Zafer Gölen

Keywords: Ottoman Empire, 1849-1851, The Bosnian Revolt, Tanzimat

Abstract

With the declaration of the Tanzimat reforms in 1839, the Ottoman Empire began an irreversible process of renewal. This process did not evolve in the same way in all the provinces of the Empire. One of the provinces in which the application of these reforms encountered the greatest obstacles was Bosnia (Bosna-Hersek). The Tanzimat reforms could not be introduced in this province until 1849, in which year a decision was taken to this effect. This decree encountered the stiff opposition of Bosnian feudal landlords who believed that this meant the loss of their privileges. That is why they began a violent revolt, which was to last about two and a half years. Central authorities were obliged to intervene by sending a military force. Ömer Lütfi Paşa, commander of this force, responded to the landlords' acts with equal violence.
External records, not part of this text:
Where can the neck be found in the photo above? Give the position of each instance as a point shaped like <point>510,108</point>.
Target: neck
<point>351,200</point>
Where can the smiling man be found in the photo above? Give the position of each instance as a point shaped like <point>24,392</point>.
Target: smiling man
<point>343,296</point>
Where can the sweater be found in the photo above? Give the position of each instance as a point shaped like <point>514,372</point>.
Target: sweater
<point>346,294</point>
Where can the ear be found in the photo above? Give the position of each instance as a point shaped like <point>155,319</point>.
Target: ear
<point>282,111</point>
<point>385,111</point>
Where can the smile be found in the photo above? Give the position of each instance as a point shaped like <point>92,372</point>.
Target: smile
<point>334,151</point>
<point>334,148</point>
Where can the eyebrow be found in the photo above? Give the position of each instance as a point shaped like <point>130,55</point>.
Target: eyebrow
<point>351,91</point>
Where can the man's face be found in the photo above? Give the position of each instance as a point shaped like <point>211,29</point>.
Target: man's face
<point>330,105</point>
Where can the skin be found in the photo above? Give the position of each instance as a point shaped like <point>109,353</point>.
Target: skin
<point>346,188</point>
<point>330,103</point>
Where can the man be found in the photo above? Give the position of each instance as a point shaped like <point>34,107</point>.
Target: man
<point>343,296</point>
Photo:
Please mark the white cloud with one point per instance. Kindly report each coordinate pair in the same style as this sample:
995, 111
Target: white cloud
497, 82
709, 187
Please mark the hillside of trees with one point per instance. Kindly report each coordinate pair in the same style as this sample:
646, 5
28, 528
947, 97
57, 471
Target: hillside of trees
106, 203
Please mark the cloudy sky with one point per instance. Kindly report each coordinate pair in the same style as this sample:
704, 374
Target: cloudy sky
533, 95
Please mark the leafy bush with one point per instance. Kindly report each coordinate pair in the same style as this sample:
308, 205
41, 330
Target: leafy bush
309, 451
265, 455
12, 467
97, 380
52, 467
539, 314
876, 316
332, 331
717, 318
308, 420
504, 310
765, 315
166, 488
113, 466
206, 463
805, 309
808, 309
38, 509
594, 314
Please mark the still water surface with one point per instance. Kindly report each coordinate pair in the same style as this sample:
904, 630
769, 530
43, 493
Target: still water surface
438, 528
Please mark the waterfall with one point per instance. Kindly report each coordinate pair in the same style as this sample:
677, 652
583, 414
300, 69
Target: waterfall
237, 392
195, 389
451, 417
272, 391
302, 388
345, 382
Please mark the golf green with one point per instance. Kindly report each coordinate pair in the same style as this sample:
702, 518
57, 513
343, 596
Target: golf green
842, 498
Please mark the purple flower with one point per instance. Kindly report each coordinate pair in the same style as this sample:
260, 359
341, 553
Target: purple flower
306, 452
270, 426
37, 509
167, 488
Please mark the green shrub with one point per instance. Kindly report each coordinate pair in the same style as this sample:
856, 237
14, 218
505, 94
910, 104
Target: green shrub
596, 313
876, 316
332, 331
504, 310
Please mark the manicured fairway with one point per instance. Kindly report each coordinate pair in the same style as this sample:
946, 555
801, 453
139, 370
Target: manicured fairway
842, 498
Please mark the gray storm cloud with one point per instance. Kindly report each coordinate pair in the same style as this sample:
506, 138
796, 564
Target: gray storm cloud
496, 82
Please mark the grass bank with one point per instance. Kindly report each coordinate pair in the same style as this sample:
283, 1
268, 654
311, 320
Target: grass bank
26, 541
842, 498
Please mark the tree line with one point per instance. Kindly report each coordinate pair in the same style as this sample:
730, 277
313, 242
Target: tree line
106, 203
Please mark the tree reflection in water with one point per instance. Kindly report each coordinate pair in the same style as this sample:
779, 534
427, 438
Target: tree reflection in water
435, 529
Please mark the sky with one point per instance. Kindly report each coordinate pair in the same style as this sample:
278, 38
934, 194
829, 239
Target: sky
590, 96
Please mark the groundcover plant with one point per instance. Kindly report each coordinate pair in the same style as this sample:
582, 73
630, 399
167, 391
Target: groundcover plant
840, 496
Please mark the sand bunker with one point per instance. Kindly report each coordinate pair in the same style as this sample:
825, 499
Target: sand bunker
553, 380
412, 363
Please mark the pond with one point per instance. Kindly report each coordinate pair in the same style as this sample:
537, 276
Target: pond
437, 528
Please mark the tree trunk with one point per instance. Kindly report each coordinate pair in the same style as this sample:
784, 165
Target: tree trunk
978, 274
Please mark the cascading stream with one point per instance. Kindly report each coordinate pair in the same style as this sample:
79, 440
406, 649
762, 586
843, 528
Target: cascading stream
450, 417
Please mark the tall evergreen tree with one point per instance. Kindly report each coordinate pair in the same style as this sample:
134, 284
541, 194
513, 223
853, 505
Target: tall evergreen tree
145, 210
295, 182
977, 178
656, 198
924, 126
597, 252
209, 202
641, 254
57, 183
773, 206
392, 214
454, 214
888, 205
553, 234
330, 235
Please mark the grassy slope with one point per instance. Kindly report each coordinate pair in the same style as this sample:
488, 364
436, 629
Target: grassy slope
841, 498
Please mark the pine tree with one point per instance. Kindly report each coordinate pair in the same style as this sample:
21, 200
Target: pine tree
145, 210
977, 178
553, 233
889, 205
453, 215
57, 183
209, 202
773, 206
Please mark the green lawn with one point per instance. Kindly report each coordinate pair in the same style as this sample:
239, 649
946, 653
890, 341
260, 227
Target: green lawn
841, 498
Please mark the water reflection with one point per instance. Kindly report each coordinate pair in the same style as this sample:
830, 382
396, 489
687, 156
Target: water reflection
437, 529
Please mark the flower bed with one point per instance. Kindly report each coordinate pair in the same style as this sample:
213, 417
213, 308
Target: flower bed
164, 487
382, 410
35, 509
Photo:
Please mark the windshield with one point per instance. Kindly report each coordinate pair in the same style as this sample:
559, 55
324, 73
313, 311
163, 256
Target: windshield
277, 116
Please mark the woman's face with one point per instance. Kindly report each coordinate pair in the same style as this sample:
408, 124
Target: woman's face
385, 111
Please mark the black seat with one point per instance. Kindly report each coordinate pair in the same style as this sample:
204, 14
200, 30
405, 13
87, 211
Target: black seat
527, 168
After 25 battles, of which twelve were of a certain importance, the region was subdued and all the feudal lords, who had been implicated in the revolt, were banished from Bosnia. This had as a result the fact that the landlords' power over the local population was for the first time since ancient times, greatly diminished. The local Christian population, freed from the yoke of the feudal lords, began quickly to get organised with the aim of gaining its independence from the Ottoman Empire. Even though the initiators of the revolt had been Muslim feudal lords, after 1851 it would be the newly free Christian population who continued the fight with central Ottoman authorities. They reached their objective thanks to the 1875 Hersek revolt.